Known for its blue lava (or blue fire) and its acidic crater lake, Mt Ijen is a three-hour trek to the rim of the crater, and another 45 minutes down to the bank of the one-km-wide turquoise-coloured dangerously acidic lake. The banks are where the volcanic gases are trapped and channeled through pipes, turning first into molten sulphur and then solid sulphur blocks. Ideally, this trek should be done at midnight in order to see the blue flame ignited by the sulfuric gas emerging from the cracks at extremely high temperatures. However, the midnight trek was restricted at the time.
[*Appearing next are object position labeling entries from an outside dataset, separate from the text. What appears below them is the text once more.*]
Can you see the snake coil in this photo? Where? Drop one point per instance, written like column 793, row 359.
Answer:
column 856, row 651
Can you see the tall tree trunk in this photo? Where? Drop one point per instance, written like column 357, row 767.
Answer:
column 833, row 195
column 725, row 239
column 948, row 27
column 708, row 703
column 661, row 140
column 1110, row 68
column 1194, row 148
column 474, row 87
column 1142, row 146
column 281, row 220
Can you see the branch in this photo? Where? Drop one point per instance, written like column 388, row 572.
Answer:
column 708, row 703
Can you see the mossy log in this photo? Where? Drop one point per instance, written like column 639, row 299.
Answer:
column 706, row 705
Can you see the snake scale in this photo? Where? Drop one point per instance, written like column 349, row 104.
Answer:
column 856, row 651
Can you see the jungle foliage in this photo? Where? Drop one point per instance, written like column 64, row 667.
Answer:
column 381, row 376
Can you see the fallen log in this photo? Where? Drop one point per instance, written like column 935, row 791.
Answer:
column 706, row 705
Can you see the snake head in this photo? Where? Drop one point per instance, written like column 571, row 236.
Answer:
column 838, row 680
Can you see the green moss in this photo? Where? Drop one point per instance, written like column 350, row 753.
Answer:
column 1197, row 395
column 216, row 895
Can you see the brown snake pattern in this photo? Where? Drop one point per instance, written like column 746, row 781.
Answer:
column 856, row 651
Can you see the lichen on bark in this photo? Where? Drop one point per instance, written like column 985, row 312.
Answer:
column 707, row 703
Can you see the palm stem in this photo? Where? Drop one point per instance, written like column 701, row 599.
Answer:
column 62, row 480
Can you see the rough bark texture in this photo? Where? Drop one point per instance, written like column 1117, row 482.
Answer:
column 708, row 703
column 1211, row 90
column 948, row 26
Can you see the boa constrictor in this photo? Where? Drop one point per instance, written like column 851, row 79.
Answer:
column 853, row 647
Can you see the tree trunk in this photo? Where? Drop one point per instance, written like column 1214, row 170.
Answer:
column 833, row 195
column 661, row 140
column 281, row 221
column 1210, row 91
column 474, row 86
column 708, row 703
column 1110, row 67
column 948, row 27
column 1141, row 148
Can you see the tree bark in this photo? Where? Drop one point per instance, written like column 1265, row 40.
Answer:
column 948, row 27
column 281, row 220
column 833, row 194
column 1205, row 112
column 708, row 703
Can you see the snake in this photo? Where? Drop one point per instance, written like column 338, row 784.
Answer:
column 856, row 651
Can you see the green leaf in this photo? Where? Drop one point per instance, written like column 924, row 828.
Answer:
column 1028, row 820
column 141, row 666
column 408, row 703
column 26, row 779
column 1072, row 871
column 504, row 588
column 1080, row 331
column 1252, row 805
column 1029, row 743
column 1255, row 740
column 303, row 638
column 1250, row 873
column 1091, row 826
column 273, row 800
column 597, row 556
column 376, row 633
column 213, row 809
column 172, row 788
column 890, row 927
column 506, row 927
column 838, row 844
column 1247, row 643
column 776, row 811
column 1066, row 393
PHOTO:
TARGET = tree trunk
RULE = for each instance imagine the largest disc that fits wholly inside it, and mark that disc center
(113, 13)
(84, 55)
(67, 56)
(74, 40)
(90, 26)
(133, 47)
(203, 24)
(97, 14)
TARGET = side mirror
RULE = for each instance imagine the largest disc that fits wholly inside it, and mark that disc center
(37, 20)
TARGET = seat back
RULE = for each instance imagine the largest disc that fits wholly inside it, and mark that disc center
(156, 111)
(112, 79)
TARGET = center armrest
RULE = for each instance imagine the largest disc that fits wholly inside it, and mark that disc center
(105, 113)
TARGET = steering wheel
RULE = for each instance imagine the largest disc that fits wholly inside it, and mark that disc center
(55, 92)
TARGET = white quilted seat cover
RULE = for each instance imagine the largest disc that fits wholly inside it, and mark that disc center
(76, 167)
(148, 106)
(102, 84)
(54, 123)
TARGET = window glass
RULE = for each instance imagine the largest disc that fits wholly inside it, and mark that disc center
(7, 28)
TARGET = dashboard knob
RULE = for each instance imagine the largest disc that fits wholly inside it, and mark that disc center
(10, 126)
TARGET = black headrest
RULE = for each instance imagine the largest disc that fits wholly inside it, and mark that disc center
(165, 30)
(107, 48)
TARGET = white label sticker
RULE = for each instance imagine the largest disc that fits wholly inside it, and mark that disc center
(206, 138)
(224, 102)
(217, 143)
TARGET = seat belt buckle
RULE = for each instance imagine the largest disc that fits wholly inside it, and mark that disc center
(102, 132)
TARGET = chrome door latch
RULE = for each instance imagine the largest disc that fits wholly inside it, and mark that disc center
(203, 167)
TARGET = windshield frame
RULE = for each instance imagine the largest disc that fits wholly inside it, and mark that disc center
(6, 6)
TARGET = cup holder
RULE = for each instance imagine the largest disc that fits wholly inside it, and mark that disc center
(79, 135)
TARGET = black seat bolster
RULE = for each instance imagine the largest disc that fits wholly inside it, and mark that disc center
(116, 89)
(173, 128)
So, while we couldn’t manage to catch the blue fire, our guide did find a way to send us down into the crater with a local miner.
We climbed down in absolute silence, in a landscape that was completely barren, barring a few miners going about their work with alarming ease. The turquoise lake looked like a jewel as the sun got brighter. Such beauty, as we know from our grandmothers’ tales, is dangerous, to be skirted, or wisely stayed away from. Clearly, my partner’s grandma hadn’t been such a skilled storyteller, seeing that his enthusiasm led him to wade knee deep into the lake! Was this it? Were his legs going to melt away as we pulled him out? The drama was soothed when the toothless miner with the smile of a thousand suns assured us, while washing off hot sedimentation from said-partner’s pants and shoes, that he would not return from this (mis)adventure as a radioactive infected human.
The climb back up, out of the crater, was a challenge.
The wind had picked up and the sulphur fumes were blowing our way. There were moments when we had to stop climbing because being surrounded by the gas meant zero visibility. The gas masks didn’t really help at this point. Eyes burned and every breath up the steep crater was difficult.
All I had with me was the hardened, cracked palm of my miner friend holding my hand tightly, carefully, and the amplified sound of my own laboured breathing. There it was again—that slight wheezing sound at the end of every breath.
As I climbed out of the belly of a 300,000-year-old mountain that defined time and life beyond my meagre human comprehension, something changed, and I felt one with the mountain. Even if for a fleeting second, just for one quick breath, I felt one with it all.